Brazilian President Luiz Inacio Lula da Silva has been re-elected in a clear victory, polling more than 60% of the vote against rival Geraldo Alckmin.
President Lula was cheered by supporters after voting in Sao Paulo
In a victory speech, Lula said he would govern for all Brazilians and intensify efforts to alleviate poverty during his second four-year term.
"We will give attention to the most needy. The poor will have preference in our government," he said.
Lula narrowly failed to win in the first round, forcing Sunday's run-off.
In a speech in Sao Paulo, Lula promised to boost growth and reduce inequality to put Brazil on track to reach the ranks of developed nations.
"The foundation is in place, and now we have to get to work," he told crowds of supporters who had taken to the streets in celebration, waving Workers' Party flags.
Supporter Danusia Alves said: "For me it is a great happiness because we have a wonderful government.
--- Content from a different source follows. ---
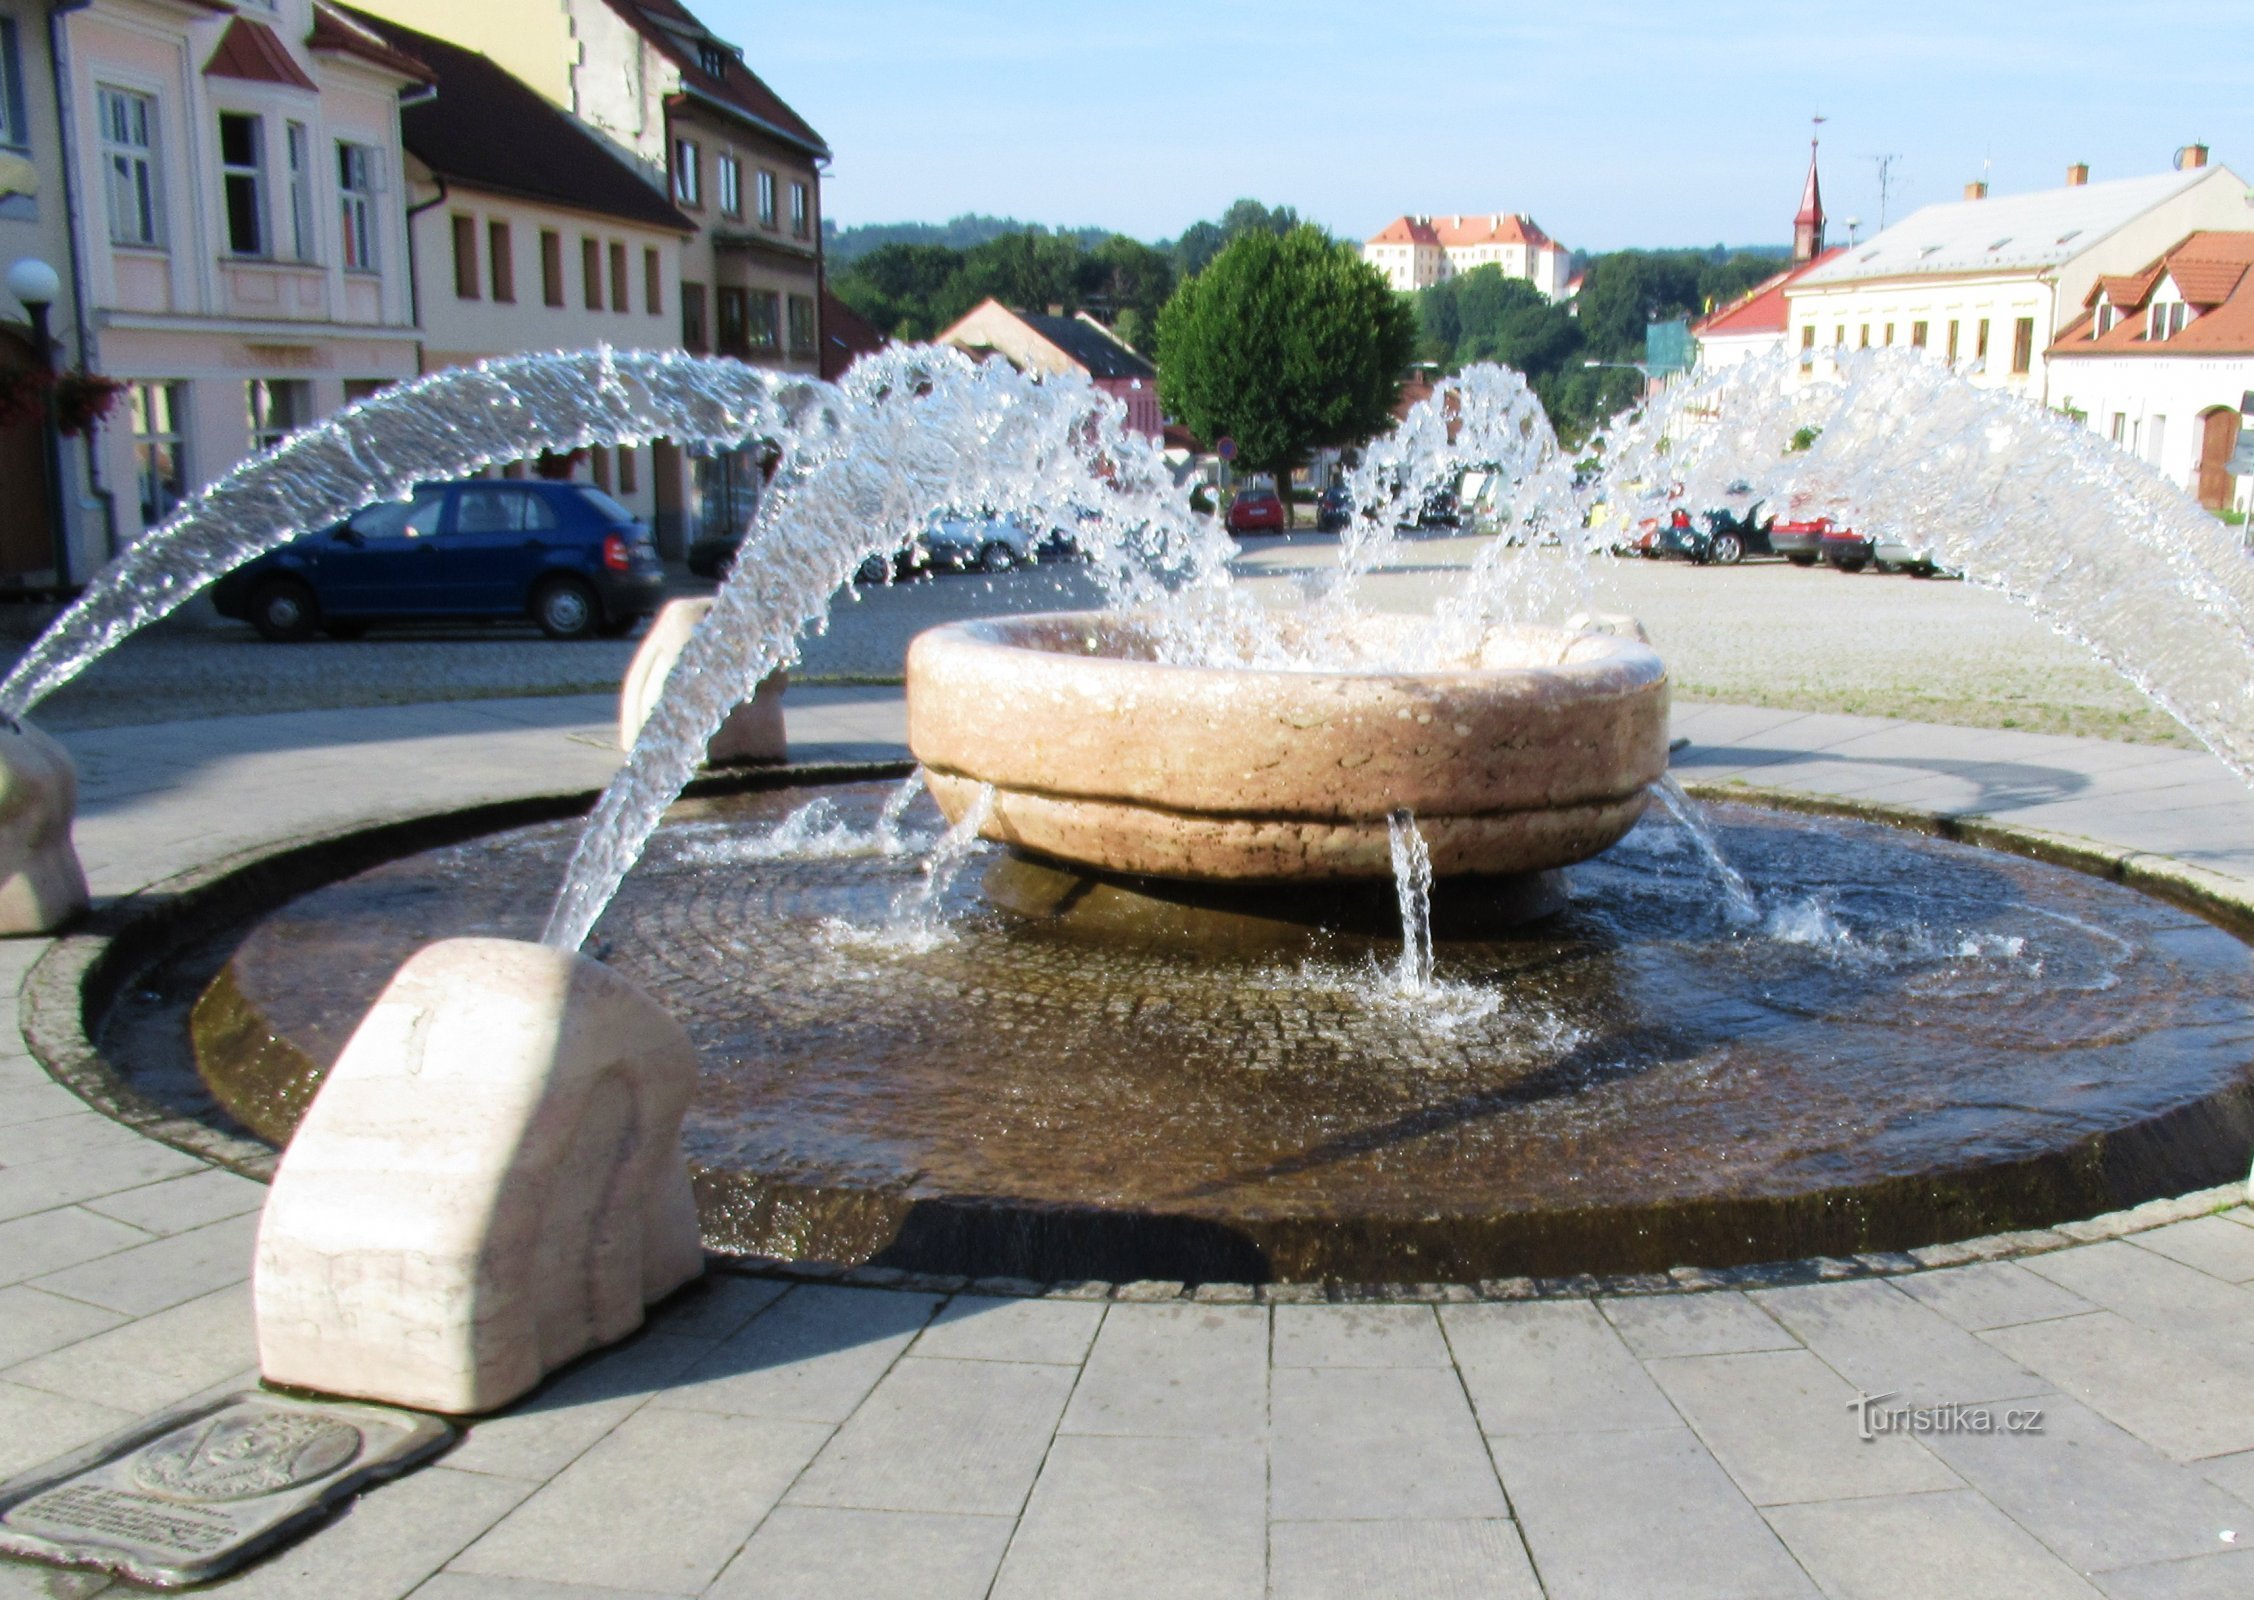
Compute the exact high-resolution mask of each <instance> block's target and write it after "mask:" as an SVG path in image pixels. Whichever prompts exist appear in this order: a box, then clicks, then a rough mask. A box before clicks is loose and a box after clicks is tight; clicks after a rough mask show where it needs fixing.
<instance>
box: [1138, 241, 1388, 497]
mask: <svg viewBox="0 0 2254 1600" xmlns="http://www.w3.org/2000/svg"><path fill="white" fill-rule="evenodd" d="M1413 354H1416V315H1413V313H1411V311H1409V306H1406V304H1404V302H1402V300H1400V297H1397V295H1395V293H1393V291H1391V288H1388V286H1386V279H1384V275H1382V273H1377V268H1373V266H1368V264H1366V261H1364V259H1361V255H1359V252H1357V250H1355V248H1352V246H1339V243H1332V241H1330V239H1325V237H1323V232H1321V230H1316V228H1294V230H1292V232H1287V234H1283V237H1278V234H1271V232H1267V230H1253V232H1244V234H1240V237H1237V239H1235V241H1233V243H1228V248H1226V250H1222V252H1219V255H1217V257H1215V259H1213V264H1210V266H1208V268H1206V270H1204V273H1199V275H1197V277H1190V279H1188V282H1183V284H1181V288H1177V291H1174V297H1172V300H1168V302H1165V309H1163V311H1161V313H1159V401H1161V403H1163V406H1165V410H1168V415H1170V417H1177V419H1179V421H1183V424H1188V426H1190V430H1192V433H1197V435H1199V437H1204V439H1222V437H1233V439H1235V442H1237V460H1240V462H1244V464H1246V466H1251V469H1258V471H1269V473H1276V482H1278V485H1283V482H1289V471H1292V469H1294V466H1296V464H1298V462H1301V460H1305V455H1307V451H1310V448H1316V446H1323V444H1359V442H1364V439H1368V437H1370V435H1375V433H1379V430H1382V428H1386V426H1391V421H1393V403H1395V401H1397V399H1400V379H1402V370H1404V367H1406V365H1409V358H1411V356H1413Z"/></svg>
The people who were never taken care of now are being taken care of."
Votes in Sunday's run-off were cast using electronic ballot boxes, allowing officials to deliver a swift result.
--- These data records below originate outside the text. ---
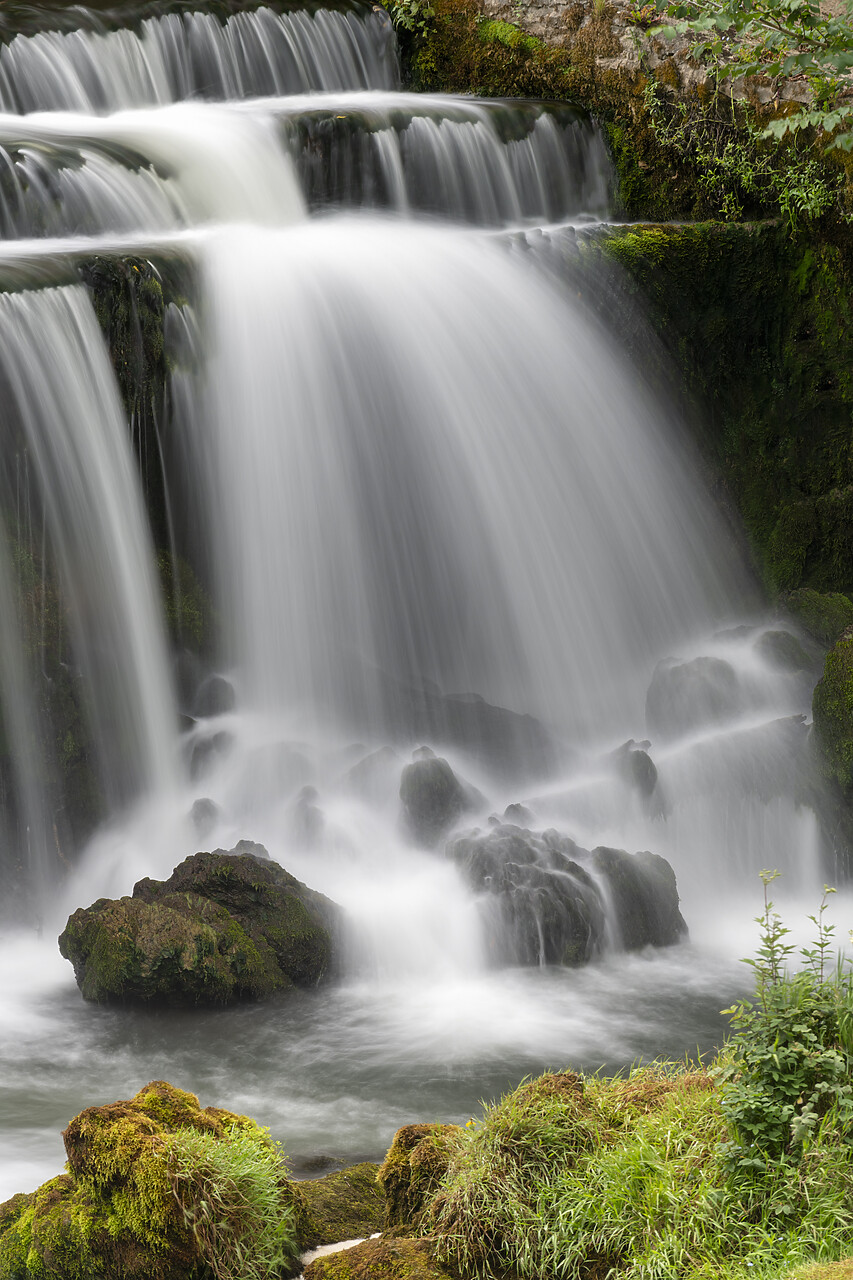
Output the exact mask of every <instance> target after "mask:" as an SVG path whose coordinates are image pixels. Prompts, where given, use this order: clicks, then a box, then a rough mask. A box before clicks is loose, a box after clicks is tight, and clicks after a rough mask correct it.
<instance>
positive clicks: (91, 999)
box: [59, 842, 339, 1005]
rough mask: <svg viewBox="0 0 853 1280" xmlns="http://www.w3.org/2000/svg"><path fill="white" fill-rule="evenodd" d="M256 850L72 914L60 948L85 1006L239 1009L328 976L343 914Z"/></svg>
mask: <svg viewBox="0 0 853 1280" xmlns="http://www.w3.org/2000/svg"><path fill="white" fill-rule="evenodd" d="M252 849H254V850H260V846H251V845H248V842H243V845H242V846H237V849H236V850H233V851H232V852H225V851H223V850H216V851H215V852H213V854H206V852H202V854H195V855H193V856H191V858H187V859H184V861H183V863H181V865H179V867H177V868H175V870H174V872H173V874H172V876H170V877H169V879H168V881H152V879H143V881H140V883H138V884H137V886H136V887H134V890H133V897H123V899H119V900H110V899H99V901H97V902H95V904H92V906H90V908H86V909H83V908H81V909H79V910H77V911H74V914H73V915H72V916H70V918H69V920H68V924H67V925H65V929H64V931H63V933H61V934H60V938H59V950H60V952H61V954H63V955H64V956H65V959H67V960H70V961H72V964H73V965H74V975H76V978H77V983H78V986H79V988H81V991H82V993H83V996H85V998H86V1000H93V1001H113V1002H128V1004H140V1002H141V1004H160V1005H211V1004H231V1002H234V1001H238V1000H257V998H261V997H264V996H270V995H273V993H274V992H284V991H288V989H289V988H292V987H295V986H297V987H311V986H316V983H319V982H321V980H323V979H324V978H327V977H328V975H329V974H330V972H332V969H333V964H334V937H336V934H337V931H338V927H339V910H338V908H336V905H334V904H333V902H330V901H329V900H328V899H327V897H324V896H323V895H321V893H315V892H314V891H313V890H310V888H307V887H306V886H305V884H302V883H301V882H300V881H297V879H296V878H295V877H293V876H291V874H289V873H288V872H286V870H284V869H283V868H280V867H279V865H278V864H277V863H273V861H270V860H269V859H266V858H265V856H259V855H257V854H255V852H251V850H252ZM260 852H261V854H265V851H264V850H260Z"/></svg>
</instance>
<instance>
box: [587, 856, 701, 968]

A partial count showed the incumbent president had 60% of the vote - an insurmountable lead. Shortly after, the head of Brazil's electoral court declared Lula re-elected.
Corruption scandals hampered President Lula's campaign
The BBC's Steve Kingstone in Sao Paulo says it is a resounding victory for a man who was written off by many just over a year ago, when his Workers' Party was at the centre of a cash-for-votes scandal.
But Lula weathered that storm and another during the first phase of this campaign when party colleagues were again accused of corruption, our correspondent says.
Lula narrowly failed to win outright in the first round of voting on 1 October.
During the ensuing campaign the president suggested to voters that Mr Alckmin might scrap welfare benefits for the poor and privatise Brazil's remaining state companies.
Privatisation is generally viewed with suspicion in Brazil. Despite repeated denials by Mr Alckmin, the accusation undoubtedly cost him votes, our correspondent adds.